The Scars that No One Can See

 

Image sourced from: https://www.edvardmunch.org

 

 

As a writer, I love reading and writing stories, yet it is listening to other people’s stories which fills me with a sense of wonder.

Ever since I was a child, I’ve always imagined that other people walk around with a massive scroll of inky parchment inside of them, which spills out of their eyes, mouths and hearts whenever they talk about an aspect of their life

Yesterday, I was working with BBC Asian Network on a radio package which has turned out to be one of those experiences which has imprinted itself in my mind and my heart.
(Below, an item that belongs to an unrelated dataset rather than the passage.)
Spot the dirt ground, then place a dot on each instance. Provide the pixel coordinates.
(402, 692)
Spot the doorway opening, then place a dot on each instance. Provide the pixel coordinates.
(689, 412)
It was a really emotive and powerful phone-in discussion which saw many people (from all walks of life, backgrounds, religions etc) feel compelled to contact the show to tell their stories.

“Literature, the arts and storytelling are the ultimate expression of what it means  to be a human being – the good, the bad and the ugly.”

The playback link is here, I’d urge you to listen to it, even though it is  heart-wrenching in places because of the topic we were discussing, it’s  important for us all to listen to these people’s stories about emotional abuse.

What struck me, was how many people contacted the show to tell their stories, how candid they were and how widespread instances of emotional abuse are.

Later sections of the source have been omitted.